Le Burkina Faso marque 2025 de progrès sans précédent en santé publique
L’année 2025 s’est imposée comme une période charnière et un jalon historique pour le système de santé au Burkina Faso. Malgré un environnement national complexe, marqué par des défis sécuritaires et économiques considérables, le secteur de la santé a enregistré des avancées remarquables. Ces progrès touchent aussi bien le développement des infrastructures sanitaires, l’introduction de soins spécialisés de pointe que l’amélioration de l’accessibilité financière aux services de santé essentiels.
Un événement médical sans précédent a eu lieu en 2025 : la toute première transplantation rénale réalisée sur le territoire burkinabè. Cette prouesse, fruit d’une collaboration exemplaire entre les équipes médicales du Burkina Faso et de la Turquie au Centre Hospitalier Universitaire (CHU) de Tengandogo, représente une avancée majeure dans la prise en charge de l’insuffisance rénale chronique. Elle est appelée à transformer la dépendance du pays aux évacuations sanitaires coûteuses vers l’étranger, qui étaient jusqu’alors l’unique solution pour ce type de pathologie complexe.
Dans la même optique d’excellence, une autre intervention chirurgicale de haute technicité a été menée avec succès à Kaya, dans la région du Kuilsé.
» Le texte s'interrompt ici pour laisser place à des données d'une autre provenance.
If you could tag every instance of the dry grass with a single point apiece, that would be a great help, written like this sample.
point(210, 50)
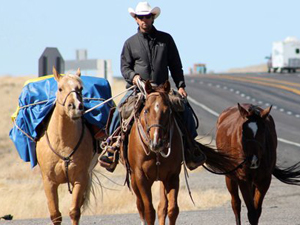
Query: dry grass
point(21, 189)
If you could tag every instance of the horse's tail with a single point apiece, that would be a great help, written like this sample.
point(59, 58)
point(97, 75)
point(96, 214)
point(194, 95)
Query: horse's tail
point(290, 175)
point(218, 162)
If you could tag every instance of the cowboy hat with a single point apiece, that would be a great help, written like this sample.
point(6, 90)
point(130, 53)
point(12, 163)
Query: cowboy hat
point(143, 8)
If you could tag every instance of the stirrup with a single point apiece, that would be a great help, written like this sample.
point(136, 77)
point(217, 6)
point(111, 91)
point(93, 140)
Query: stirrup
point(109, 162)
point(196, 161)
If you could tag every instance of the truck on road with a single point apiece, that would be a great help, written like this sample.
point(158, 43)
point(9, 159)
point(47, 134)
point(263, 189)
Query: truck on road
point(285, 56)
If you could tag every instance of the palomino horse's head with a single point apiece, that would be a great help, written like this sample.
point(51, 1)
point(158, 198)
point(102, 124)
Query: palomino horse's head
point(254, 133)
point(69, 94)
point(156, 116)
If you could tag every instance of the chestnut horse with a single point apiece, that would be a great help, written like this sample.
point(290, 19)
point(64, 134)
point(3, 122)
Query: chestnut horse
point(65, 150)
point(248, 132)
point(156, 152)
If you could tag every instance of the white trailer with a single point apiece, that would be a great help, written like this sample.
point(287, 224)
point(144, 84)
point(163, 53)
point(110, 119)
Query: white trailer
point(285, 56)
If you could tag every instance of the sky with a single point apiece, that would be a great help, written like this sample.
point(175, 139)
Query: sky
point(222, 34)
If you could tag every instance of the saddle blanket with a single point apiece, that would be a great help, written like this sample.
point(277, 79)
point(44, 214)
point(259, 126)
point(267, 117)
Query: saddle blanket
point(37, 100)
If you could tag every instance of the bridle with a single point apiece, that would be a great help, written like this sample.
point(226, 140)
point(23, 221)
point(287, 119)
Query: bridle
point(144, 134)
point(78, 93)
point(67, 159)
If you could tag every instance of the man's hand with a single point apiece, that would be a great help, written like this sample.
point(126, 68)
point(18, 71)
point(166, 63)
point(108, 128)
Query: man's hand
point(182, 92)
point(135, 79)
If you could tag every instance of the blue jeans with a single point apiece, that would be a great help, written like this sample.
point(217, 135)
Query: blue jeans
point(187, 117)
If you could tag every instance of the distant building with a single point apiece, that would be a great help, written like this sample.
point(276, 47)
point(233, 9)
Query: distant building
point(49, 58)
point(199, 68)
point(91, 67)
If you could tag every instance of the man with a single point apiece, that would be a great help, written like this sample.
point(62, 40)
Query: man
point(148, 55)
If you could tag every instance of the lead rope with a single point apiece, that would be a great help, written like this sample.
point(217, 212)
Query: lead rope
point(67, 159)
point(186, 175)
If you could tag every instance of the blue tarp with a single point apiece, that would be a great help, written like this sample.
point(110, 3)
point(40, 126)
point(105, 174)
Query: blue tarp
point(37, 99)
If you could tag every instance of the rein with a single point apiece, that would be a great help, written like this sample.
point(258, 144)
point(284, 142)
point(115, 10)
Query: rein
point(67, 159)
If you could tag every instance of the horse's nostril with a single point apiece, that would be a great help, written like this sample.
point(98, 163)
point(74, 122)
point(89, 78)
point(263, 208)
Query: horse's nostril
point(71, 106)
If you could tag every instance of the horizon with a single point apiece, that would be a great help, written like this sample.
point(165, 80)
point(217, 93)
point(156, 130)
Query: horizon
point(222, 35)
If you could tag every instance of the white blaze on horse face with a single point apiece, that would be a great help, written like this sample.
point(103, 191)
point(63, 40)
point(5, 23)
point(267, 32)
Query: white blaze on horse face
point(156, 107)
point(76, 100)
point(253, 127)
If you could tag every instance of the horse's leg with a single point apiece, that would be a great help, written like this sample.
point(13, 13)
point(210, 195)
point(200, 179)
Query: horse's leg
point(139, 201)
point(247, 192)
point(52, 199)
point(163, 205)
point(260, 192)
point(144, 187)
point(78, 194)
point(232, 187)
point(172, 189)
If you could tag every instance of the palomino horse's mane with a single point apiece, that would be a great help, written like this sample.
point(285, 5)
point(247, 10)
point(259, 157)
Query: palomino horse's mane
point(73, 76)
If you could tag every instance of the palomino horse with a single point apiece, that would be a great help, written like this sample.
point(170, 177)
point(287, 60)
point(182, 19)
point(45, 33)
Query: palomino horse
point(248, 132)
point(155, 153)
point(65, 150)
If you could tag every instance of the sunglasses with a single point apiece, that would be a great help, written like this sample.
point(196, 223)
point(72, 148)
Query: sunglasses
point(144, 16)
Sous la direction du neurochirurgien Dr Lassané Taoko, assisté du Dr Fabrice Lompo, anesthésiste-réanimateur, une équipe a opéré avec brio une patiente atteinte d’une tumeur cérébrale. Cette opération symbolise l’essor continu de la chirurgie spécialisée à l’échelle nationale.
Sur le front des infrastructures, l’année 2025 a été marquée par l’inauguration du nouveau Centre Hospitalier Universitaire (CHU) de Pala. Équipée des technologies les plus récentes, cette structure moderne vient enrichir considérablement l’offre de soins hautement spécialisés dans sa zone d’influence. Complétant cette dynamique, l’ouverture du centre d’hémodialyse de Gaoua offre une réponse vitale aux besoins grandissants des patients souffrant de maladies rénales dans la région du Djôrô.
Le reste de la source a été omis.